Костыль подумал и добавил:
— Оно так, деточки. Кто трудится, кто терпит, тот и старше.
Солнце уже зашло, и над рекой, в церковной ограде и на полянах
около фабрик поднимался густой туман, белый, как молоко. Теперь,
когда быстро наступала темнота, мелькали внизу огни и когда
казалось, что туман скрывает под собой бездонную пропасть, Липе
и ее матери, которые родились нищими и готовы были прожить так
до конца, отдавая другим всё, кроме своих испуганных, кротких
душ, — быть может, им примерещилось на минуту, что в этом
громадном, таинственном мире, в числе бесконечного ряда жизней и
они сила, и они старше кого-то; им было хорошо сидеть здесь
наверху, они счастливо улыбались и забыли о том, что
возвращаться вниз все-таки надо.
Наконец вернулись домой. У ворот и около лавки сидели на земле
косари. Обыкновенно свои уклеевские не шли к Цыбукину работать,
и приходилось нанимать чужих, и теперь казалось в потемках, что
сидят люди с длинными черными бородами. Лавка была отперта, и
видно было в дверь, как глухой играл с мальчиком в шашки.
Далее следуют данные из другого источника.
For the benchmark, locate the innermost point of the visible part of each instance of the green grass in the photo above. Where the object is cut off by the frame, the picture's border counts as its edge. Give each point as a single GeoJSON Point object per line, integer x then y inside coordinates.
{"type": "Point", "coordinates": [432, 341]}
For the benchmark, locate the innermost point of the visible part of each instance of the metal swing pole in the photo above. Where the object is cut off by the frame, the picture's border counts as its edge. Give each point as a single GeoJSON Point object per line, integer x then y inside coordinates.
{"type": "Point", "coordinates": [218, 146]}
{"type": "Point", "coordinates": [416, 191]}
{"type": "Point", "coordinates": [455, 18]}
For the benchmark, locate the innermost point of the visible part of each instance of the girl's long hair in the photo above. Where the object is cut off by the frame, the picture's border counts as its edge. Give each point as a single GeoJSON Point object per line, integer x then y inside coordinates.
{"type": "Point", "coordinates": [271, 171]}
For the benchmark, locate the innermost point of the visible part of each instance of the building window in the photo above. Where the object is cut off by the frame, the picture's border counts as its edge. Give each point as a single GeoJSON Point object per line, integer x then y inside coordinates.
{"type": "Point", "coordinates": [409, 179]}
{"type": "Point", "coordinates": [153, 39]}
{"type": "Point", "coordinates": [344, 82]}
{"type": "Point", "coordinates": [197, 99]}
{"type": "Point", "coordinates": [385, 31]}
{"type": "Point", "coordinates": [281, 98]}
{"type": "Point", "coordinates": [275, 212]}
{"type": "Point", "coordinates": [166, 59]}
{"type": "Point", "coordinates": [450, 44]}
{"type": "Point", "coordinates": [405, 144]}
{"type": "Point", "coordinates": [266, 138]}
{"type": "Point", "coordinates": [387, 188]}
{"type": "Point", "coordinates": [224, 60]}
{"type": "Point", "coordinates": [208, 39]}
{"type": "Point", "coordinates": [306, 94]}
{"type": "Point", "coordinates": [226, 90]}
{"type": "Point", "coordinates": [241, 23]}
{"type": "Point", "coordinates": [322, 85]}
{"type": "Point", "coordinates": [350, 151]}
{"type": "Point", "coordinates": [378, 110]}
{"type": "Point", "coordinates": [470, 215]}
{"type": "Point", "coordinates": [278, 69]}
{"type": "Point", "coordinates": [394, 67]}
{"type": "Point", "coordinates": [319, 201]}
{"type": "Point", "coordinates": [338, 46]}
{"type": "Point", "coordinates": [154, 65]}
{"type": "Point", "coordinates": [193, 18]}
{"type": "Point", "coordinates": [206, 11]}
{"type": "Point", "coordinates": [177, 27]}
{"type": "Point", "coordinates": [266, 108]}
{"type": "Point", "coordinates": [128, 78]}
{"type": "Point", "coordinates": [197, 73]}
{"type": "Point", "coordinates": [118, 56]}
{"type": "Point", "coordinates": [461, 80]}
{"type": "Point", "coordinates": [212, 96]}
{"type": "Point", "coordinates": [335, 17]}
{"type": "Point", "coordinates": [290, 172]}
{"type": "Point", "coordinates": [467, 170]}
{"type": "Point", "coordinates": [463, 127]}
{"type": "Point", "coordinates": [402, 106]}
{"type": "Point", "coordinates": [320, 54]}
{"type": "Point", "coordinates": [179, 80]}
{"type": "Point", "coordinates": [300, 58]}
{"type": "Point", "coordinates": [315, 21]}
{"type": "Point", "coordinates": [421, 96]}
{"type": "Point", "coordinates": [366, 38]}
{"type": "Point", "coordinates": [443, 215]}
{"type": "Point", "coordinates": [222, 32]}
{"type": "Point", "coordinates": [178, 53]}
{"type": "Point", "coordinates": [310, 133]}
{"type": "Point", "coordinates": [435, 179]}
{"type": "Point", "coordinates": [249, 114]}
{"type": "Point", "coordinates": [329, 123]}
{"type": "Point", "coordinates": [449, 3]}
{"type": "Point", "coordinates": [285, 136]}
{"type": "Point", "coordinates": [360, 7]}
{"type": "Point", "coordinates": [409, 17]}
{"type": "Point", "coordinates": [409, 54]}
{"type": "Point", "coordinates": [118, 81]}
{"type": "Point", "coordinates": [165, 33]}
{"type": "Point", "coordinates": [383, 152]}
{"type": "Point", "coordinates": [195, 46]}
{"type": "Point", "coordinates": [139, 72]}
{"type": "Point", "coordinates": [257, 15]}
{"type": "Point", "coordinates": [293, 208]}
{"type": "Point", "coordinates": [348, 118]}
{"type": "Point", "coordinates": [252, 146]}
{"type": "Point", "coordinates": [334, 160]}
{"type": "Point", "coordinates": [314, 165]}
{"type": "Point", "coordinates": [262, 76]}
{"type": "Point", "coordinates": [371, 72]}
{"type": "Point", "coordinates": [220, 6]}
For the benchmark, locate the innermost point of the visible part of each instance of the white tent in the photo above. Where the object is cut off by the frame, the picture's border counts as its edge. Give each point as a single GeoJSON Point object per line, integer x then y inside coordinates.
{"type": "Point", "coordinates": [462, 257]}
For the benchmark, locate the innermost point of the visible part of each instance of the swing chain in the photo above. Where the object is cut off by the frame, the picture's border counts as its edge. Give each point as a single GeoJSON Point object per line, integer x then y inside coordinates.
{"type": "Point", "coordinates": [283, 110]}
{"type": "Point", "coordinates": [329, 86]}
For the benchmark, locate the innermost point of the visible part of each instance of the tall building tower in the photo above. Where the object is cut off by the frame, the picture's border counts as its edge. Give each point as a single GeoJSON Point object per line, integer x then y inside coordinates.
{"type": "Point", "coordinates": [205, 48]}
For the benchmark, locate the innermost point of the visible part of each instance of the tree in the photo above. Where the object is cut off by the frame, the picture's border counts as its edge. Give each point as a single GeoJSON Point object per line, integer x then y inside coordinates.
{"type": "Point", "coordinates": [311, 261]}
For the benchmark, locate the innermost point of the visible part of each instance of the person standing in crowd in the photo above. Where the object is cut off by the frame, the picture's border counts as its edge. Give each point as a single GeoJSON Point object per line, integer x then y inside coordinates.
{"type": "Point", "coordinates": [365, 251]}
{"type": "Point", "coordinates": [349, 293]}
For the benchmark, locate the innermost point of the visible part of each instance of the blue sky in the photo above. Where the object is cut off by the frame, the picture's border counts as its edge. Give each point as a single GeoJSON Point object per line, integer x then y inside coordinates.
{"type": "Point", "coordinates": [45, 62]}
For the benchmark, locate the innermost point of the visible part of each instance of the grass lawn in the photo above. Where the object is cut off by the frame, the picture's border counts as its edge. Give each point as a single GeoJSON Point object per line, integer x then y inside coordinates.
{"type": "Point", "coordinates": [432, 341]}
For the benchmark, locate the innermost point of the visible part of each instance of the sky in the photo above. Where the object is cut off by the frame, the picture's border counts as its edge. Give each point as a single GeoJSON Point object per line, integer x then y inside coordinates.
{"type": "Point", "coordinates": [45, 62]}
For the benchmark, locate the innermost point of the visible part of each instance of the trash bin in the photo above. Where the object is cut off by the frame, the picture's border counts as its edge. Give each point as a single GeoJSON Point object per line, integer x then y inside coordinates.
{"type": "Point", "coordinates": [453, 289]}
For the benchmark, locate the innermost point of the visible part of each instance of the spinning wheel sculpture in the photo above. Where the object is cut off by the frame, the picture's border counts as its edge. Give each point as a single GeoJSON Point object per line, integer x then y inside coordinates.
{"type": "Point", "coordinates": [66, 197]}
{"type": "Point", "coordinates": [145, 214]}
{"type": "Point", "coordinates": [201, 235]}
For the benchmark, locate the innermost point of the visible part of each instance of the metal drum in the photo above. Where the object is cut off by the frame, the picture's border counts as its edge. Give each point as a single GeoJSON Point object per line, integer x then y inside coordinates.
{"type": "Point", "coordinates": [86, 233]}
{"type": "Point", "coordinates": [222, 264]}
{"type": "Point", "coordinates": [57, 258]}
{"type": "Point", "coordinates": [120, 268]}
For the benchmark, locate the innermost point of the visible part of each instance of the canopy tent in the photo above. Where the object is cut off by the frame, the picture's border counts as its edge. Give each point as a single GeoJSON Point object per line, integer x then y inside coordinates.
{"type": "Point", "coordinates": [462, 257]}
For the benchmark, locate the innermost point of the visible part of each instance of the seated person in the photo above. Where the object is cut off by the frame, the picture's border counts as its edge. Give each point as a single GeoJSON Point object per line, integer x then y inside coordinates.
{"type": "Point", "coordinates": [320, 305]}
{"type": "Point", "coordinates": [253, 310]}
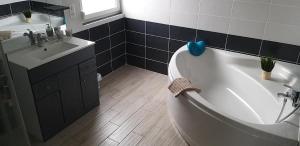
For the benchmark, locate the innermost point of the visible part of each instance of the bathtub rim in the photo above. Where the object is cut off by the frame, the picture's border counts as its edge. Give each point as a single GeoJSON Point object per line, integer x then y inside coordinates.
{"type": "Point", "coordinates": [263, 130]}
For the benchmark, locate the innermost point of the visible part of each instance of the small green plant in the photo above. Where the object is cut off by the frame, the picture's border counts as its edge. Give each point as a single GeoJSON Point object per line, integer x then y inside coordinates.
{"type": "Point", "coordinates": [267, 63]}
{"type": "Point", "coordinates": [27, 13]}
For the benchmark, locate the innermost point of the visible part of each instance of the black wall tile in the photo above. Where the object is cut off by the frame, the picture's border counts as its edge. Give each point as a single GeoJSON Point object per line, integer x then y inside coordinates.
{"type": "Point", "coordinates": [157, 67]}
{"type": "Point", "coordinates": [280, 51]}
{"type": "Point", "coordinates": [135, 25]}
{"type": "Point", "coordinates": [175, 45]}
{"type": "Point", "coordinates": [181, 33]}
{"type": "Point", "coordinates": [135, 61]}
{"type": "Point", "coordinates": [103, 58]}
{"type": "Point", "coordinates": [157, 29]}
{"type": "Point", "coordinates": [243, 44]}
{"type": "Point", "coordinates": [5, 10]}
{"type": "Point", "coordinates": [99, 32]}
{"type": "Point", "coordinates": [212, 39]}
{"type": "Point", "coordinates": [117, 39]}
{"type": "Point", "coordinates": [117, 26]}
{"type": "Point", "coordinates": [118, 51]}
{"type": "Point", "coordinates": [19, 7]}
{"type": "Point", "coordinates": [135, 49]}
{"type": "Point", "coordinates": [157, 42]}
{"type": "Point", "coordinates": [136, 38]}
{"type": "Point", "coordinates": [102, 45]}
{"type": "Point", "coordinates": [105, 69]}
{"type": "Point", "coordinates": [170, 56]}
{"type": "Point", "coordinates": [117, 63]}
{"type": "Point", "coordinates": [83, 35]}
{"type": "Point", "coordinates": [157, 55]}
Косари
пели тихо, чуть слышно, или громко просили отдать им за
вчерашний день, но им не платили, чтобы они не ушли до завтра.
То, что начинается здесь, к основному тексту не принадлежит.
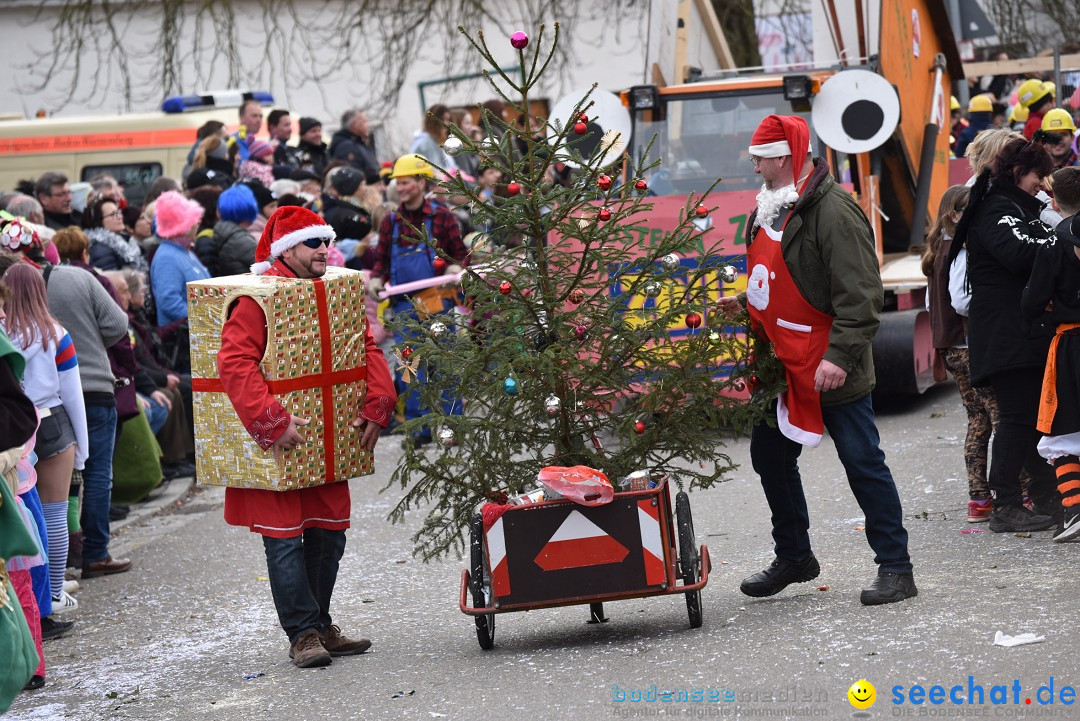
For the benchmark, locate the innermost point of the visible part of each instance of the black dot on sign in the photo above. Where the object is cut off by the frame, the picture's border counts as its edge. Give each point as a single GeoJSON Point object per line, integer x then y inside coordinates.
{"type": "Point", "coordinates": [862, 120]}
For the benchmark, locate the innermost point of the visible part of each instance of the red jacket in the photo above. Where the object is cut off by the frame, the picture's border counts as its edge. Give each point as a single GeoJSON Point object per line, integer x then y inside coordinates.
{"type": "Point", "coordinates": [284, 514]}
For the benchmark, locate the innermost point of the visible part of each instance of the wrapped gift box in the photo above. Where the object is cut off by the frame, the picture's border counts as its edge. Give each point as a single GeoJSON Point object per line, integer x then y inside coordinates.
{"type": "Point", "coordinates": [313, 365]}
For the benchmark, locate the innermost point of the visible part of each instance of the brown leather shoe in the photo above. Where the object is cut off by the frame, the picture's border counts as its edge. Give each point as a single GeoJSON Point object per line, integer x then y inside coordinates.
{"type": "Point", "coordinates": [338, 644]}
{"type": "Point", "coordinates": [308, 651]}
{"type": "Point", "coordinates": [106, 567]}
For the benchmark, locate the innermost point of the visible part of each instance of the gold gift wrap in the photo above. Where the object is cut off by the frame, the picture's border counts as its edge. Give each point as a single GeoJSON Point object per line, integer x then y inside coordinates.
{"type": "Point", "coordinates": [313, 366]}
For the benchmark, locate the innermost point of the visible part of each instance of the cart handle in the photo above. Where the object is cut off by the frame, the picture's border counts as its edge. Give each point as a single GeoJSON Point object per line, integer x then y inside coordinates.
{"type": "Point", "coordinates": [706, 566]}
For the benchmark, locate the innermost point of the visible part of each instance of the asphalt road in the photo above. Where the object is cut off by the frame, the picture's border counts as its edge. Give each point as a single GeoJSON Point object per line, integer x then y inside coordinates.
{"type": "Point", "coordinates": [191, 633]}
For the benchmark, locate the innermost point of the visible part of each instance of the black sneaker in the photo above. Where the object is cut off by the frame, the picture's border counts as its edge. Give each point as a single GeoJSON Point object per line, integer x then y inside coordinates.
{"type": "Point", "coordinates": [1014, 519]}
{"type": "Point", "coordinates": [416, 438]}
{"type": "Point", "coordinates": [889, 588]}
{"type": "Point", "coordinates": [779, 575]}
{"type": "Point", "coordinates": [51, 628]}
{"type": "Point", "coordinates": [1069, 528]}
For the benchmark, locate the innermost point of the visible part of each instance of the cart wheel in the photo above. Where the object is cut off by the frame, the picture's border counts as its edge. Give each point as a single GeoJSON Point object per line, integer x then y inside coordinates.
{"type": "Point", "coordinates": [689, 556]}
{"type": "Point", "coordinates": [485, 624]}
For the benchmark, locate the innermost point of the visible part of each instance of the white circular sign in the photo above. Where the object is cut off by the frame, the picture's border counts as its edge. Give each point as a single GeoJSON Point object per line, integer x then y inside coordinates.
{"type": "Point", "coordinates": [855, 111]}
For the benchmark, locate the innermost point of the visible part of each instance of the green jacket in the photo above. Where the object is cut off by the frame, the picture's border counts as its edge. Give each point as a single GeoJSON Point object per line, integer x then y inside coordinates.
{"type": "Point", "coordinates": [828, 247]}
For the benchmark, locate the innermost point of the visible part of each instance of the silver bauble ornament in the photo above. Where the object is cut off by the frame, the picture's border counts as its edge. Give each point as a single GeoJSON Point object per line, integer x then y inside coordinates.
{"type": "Point", "coordinates": [454, 146]}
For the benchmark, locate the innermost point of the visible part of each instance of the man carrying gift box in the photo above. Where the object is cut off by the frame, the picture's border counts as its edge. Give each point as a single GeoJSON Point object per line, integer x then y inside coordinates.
{"type": "Point", "coordinates": [302, 530]}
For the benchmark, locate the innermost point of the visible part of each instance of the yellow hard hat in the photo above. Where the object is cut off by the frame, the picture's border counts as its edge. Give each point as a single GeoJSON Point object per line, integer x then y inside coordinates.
{"type": "Point", "coordinates": [1030, 92]}
{"type": "Point", "coordinates": [1057, 121]}
{"type": "Point", "coordinates": [413, 164]}
{"type": "Point", "coordinates": [981, 104]}
{"type": "Point", "coordinates": [1018, 114]}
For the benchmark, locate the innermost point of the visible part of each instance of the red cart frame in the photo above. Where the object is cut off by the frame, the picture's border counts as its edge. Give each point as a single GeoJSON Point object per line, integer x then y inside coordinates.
{"type": "Point", "coordinates": [558, 553]}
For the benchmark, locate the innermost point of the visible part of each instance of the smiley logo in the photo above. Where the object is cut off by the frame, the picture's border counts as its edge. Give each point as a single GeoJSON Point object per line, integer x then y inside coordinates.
{"type": "Point", "coordinates": [862, 694]}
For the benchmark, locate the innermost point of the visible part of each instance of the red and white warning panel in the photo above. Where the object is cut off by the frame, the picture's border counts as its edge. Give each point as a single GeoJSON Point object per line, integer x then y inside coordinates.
{"type": "Point", "coordinates": [559, 551]}
{"type": "Point", "coordinates": [577, 543]}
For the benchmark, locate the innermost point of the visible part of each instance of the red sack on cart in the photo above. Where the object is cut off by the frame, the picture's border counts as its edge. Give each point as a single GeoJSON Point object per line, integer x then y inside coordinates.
{"type": "Point", "coordinates": [580, 484]}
Старик Цыбукин, без сюртука, в жилетке, и Аксинья у крыльца под
березой пили чай; и горела на столе лампа.
— Дедушка-а! — говорил за воротами косарь, как бы дразня. —
Заплати хоть половину! Дедушка-а!
И тотчас же слышался смех, а потом опять пели чуть слышно...
Костыль сел тоже чай пить.
— Были мы, значит, на ярмарке, — начал он рассказывать. —
Гуляли, деточки, очень хорошо гуляли, слава тебе господи. И
случай такой вышел, нехороший: кузнец Сашка купил табаку и дает
полтинник, значит, купцу. А полтинник фальшивый, — продолжал
Костыль и оглянулся; ему хотелось говорить шёпотом, но говорил
он придушенным, сиплым голосом, и всем было слышно. — А
полтинник, выходит, фальшивый. Спрашивают: где взял? А это,
говорит, мне Анисим Цыбукин дал. Когда, говорит, я у него на
свадьбе гулял... Кликнули урядника, повели... Гляди, Петрович,
как бы чего не вышло, какого разговору...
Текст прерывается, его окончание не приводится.